I turned toward him, ready to speak—thank him, maybe. But he beat me to it.
"Can I ask you something?" he said quietly, eyes not quite meeting mine.
I nodded. "Of course."
He looked down for a moment, jaw clenched. Then, with something sharp and pained in his voice, he asked,"Why did you blow up over your cousin Mary… but when we separated—when you walked away from me—it was like you didn't feel anything at all?"
The words struck deep, colder than any blade.
"Kai…" I started, but he shook his head.
"No. I don't get it." He looked at me then, eyes fierce and wounded. "You burned the world for Mary. You nearly lost yourself in grief. But when it came to me, when you said goodbye—there was nothing. No tears. No fight. Just distance."
I swallowed hard, the guilt rising in my throat.
He doesn't understand... he wasn't supposed to.I couldn't let him.
I looked away. "It wasn't because I didn't care, Kai. It was because I did."
He scoffed under his breath, bitterness leaking out. "Then why did it feel like I meant nothing?"
I closed my eyes. "Because if I let myself feel everything I felt for you in that moment… I would've fallen apart. I would've begged you to stay. And I couldn't—because I didn't want you tied to me just because I was breaking."
Kai took a slow breath, but his voice didn't soften. "So you buried it. You buried me."
I looked at him then, pain flooding my chest. "You were the only thing I wanted to protect. Even from myself."
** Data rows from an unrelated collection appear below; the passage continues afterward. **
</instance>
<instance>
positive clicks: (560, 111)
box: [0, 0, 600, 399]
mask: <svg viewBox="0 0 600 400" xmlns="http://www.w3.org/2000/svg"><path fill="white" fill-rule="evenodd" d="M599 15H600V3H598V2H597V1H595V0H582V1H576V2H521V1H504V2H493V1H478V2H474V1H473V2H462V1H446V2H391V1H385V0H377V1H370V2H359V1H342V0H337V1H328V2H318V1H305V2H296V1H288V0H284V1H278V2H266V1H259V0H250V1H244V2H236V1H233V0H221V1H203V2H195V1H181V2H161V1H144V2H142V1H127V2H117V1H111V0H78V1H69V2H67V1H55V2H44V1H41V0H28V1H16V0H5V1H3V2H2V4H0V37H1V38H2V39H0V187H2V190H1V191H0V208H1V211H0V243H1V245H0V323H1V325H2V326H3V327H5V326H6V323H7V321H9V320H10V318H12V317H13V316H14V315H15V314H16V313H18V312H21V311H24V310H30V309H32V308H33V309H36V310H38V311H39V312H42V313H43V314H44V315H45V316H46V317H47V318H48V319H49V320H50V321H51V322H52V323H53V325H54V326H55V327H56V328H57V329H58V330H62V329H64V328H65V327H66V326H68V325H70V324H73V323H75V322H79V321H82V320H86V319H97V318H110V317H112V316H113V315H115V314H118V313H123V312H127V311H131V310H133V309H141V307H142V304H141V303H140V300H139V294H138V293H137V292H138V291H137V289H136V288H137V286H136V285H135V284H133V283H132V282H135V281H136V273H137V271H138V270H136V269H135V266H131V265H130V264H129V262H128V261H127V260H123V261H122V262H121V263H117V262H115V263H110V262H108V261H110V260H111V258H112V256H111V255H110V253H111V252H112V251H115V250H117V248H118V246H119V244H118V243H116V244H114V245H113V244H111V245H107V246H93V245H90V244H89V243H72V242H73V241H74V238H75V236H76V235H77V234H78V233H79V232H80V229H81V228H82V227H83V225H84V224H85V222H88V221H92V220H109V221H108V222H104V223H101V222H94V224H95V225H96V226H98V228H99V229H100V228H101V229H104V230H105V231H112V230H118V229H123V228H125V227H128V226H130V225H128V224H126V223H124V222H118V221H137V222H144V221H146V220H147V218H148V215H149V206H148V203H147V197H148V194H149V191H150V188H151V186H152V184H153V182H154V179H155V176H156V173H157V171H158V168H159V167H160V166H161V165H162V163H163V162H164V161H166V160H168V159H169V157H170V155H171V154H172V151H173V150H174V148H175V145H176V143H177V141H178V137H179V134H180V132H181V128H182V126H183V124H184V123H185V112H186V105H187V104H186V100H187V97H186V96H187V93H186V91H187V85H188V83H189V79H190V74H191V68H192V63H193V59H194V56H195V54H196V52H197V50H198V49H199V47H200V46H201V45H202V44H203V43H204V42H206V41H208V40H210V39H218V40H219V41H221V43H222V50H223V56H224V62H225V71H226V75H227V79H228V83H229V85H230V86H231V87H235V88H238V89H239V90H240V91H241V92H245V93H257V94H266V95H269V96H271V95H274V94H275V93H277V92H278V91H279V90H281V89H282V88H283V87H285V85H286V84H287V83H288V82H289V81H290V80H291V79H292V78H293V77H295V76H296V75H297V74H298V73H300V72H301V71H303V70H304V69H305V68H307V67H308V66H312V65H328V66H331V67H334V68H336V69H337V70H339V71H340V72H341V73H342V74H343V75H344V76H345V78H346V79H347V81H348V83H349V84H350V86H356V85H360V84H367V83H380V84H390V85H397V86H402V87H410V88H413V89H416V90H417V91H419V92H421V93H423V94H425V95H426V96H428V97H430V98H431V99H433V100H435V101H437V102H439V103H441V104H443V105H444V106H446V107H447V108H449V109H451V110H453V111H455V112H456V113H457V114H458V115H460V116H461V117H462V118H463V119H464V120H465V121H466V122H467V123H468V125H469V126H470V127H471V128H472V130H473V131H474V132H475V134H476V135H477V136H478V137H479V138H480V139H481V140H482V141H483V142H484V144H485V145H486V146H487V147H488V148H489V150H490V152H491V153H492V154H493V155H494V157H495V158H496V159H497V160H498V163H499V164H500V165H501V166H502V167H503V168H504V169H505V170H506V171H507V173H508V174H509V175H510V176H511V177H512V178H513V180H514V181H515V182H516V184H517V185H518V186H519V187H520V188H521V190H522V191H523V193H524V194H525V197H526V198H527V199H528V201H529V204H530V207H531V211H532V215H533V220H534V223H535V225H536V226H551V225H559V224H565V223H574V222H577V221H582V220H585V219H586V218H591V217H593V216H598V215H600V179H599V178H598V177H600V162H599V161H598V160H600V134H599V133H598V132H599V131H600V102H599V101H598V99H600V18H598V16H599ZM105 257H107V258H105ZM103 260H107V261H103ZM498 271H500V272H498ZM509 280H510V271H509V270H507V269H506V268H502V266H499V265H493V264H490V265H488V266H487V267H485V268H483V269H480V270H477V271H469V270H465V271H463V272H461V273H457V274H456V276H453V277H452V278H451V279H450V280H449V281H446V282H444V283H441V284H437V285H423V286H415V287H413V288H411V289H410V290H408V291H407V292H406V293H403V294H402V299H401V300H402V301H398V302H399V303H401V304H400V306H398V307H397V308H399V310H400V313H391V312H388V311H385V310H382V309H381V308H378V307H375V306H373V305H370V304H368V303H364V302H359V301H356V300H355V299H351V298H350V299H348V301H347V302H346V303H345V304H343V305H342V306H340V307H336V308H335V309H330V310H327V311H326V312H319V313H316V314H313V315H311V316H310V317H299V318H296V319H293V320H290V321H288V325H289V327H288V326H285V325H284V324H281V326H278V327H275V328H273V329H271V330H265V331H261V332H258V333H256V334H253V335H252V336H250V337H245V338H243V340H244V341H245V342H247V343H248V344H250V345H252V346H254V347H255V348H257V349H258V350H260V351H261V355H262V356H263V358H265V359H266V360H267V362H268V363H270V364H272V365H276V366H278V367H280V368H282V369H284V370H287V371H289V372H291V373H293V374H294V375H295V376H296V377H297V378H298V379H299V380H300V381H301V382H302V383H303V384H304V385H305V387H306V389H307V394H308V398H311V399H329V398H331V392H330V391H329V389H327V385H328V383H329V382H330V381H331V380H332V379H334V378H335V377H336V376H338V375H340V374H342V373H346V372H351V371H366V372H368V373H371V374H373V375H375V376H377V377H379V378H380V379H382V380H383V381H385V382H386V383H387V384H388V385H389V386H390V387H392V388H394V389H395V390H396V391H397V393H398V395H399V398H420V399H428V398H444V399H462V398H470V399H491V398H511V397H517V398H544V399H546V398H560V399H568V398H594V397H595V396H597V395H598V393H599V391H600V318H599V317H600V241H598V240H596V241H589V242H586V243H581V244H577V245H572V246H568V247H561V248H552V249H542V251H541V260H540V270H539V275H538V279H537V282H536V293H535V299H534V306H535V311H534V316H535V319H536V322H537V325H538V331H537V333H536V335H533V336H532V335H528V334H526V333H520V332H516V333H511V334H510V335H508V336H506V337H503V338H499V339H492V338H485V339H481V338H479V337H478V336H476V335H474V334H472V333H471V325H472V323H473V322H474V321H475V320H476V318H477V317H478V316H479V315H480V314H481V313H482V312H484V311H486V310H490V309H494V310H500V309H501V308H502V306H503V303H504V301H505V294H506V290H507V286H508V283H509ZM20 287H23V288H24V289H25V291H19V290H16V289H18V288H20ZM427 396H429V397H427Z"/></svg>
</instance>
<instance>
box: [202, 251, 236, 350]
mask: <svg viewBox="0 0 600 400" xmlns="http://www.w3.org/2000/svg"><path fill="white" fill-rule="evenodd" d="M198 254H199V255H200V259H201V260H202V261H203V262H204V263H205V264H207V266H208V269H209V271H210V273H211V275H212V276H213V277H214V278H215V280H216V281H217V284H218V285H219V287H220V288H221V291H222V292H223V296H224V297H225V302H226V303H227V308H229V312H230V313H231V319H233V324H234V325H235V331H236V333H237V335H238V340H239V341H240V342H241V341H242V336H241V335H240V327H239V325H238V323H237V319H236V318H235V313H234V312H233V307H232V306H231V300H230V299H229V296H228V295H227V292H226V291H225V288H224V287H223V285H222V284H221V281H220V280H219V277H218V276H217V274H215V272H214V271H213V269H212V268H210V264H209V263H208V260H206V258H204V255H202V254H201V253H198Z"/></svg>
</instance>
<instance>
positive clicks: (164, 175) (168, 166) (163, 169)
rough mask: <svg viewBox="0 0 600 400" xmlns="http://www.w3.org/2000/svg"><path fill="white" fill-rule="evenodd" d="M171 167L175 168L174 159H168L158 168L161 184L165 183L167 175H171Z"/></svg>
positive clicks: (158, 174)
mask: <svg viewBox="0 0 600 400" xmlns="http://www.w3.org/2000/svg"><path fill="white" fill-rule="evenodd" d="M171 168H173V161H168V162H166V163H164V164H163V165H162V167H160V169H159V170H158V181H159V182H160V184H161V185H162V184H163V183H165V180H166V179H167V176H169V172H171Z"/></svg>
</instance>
He stood silent for a long moment, the storm between us now no longer lightning, but words we hadn't said—emotions we hadn't dared show.
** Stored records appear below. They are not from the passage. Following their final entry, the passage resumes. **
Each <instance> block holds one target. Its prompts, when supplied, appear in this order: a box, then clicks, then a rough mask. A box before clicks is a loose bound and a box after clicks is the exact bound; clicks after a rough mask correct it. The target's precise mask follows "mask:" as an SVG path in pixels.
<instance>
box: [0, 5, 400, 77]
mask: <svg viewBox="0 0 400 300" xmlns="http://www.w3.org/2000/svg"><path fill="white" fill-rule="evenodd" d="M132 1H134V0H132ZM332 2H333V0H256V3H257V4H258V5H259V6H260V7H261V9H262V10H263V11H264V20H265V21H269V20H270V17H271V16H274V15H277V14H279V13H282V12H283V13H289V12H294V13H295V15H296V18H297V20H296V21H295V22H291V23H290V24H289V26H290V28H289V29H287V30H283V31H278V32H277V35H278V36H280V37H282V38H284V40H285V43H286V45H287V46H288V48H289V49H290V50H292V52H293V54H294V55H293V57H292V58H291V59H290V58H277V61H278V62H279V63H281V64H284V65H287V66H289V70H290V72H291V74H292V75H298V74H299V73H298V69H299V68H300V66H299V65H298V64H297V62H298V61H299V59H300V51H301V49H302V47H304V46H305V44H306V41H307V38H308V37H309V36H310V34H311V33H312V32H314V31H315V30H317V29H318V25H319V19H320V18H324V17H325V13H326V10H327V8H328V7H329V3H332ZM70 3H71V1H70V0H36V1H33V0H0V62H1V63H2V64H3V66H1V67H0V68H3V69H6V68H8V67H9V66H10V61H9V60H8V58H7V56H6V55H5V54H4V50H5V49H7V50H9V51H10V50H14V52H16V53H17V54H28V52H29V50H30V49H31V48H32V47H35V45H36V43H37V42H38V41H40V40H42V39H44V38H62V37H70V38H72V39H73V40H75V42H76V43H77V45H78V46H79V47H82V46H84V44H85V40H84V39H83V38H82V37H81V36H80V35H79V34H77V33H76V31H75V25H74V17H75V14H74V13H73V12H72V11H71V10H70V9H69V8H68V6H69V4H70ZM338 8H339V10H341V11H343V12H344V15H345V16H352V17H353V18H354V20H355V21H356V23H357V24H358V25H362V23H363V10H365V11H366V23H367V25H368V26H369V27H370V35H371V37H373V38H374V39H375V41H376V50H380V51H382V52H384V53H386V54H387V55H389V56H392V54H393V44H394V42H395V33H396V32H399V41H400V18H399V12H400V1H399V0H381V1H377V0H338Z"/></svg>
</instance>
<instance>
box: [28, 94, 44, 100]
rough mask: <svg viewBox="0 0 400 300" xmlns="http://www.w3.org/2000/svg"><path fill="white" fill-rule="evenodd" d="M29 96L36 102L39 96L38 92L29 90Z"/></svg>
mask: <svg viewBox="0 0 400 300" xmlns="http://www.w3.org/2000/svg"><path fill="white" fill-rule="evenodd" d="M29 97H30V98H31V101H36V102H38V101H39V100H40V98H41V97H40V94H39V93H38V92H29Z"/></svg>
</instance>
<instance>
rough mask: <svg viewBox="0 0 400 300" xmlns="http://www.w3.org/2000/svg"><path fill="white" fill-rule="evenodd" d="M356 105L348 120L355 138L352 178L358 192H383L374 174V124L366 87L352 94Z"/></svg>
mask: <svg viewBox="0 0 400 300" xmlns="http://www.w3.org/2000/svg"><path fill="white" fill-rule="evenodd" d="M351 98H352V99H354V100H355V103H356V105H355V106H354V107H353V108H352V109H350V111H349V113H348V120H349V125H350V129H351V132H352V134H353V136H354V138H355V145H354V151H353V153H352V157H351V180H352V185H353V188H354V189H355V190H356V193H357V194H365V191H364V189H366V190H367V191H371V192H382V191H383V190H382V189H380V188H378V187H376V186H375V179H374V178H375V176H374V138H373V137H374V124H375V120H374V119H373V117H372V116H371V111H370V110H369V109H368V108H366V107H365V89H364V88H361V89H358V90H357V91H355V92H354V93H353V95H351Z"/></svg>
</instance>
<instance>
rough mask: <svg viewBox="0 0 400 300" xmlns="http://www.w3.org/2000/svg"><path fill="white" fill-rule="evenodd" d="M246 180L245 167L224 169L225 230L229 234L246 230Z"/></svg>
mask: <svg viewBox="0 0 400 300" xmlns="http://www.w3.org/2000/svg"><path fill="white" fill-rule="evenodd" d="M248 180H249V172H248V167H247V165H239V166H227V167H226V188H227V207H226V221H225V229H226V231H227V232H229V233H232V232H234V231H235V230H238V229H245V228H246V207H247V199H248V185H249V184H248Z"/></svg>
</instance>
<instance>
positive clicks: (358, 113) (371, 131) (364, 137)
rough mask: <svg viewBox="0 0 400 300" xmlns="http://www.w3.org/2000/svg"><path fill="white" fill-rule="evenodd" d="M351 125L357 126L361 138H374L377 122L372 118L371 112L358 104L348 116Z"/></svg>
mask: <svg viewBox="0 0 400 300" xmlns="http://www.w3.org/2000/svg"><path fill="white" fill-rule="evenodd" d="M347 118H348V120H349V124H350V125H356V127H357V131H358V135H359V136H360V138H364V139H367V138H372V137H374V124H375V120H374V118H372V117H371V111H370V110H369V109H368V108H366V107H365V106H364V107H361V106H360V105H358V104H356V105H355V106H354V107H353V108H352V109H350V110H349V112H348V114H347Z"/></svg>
"I don't know if I can understand that," he finally said, voice low. "It just feels like I was the only one who didn't matter enough to fight for."
That shattered something in me.
"I did fight for you, Kai. I still am," I said, stepping closer. "But you want truth? Then here it is: I was afraid. Not of you. Of what I'd become if I lost you, too."
Kai stared at me, torn between anger and something deeper. Hurt. Doubt.
I took a breath, meeting his eyes—not with lightning, not with armor, but with the truth I'd buried too long.
"I don't know how to stay," I said softly. "But if you want me to try… I will."
The silence between us stretched like a thread pulled tight. For a second, I thought he might turn away—say nothing. Let the storm pass without an answer.
But then he stepped closer.
"You think I haven't wanted to run?" he said, voice low, steady. "There were days I thought walking away from you would be easier than waiting for you to look back. But I didn't."
His eyes searched mine, not with accusation now—but with something quieter. Something real.
"You don't have to know how to stay," he said. "You just have to want to."
I let out a shaky breath. "I do."
He raised a hand, brushing a loose strand of hair from my face, fingers lingering against my cheek like he wasn't sure if I'd pull away.
"I'm still here," he whispered. "Even after everything. So stay, Anna. Not for the fight. Not for the past. Just… stay."
My throat tightened, but this time, I didn't hide it. I didn't armor up. I nodded.
"I'm tired of running," I whispered back.
Kai smiled faintly—tired, but genuine—and for the first time in a long time, the space between us felt quiet. Not from distance. But from peace.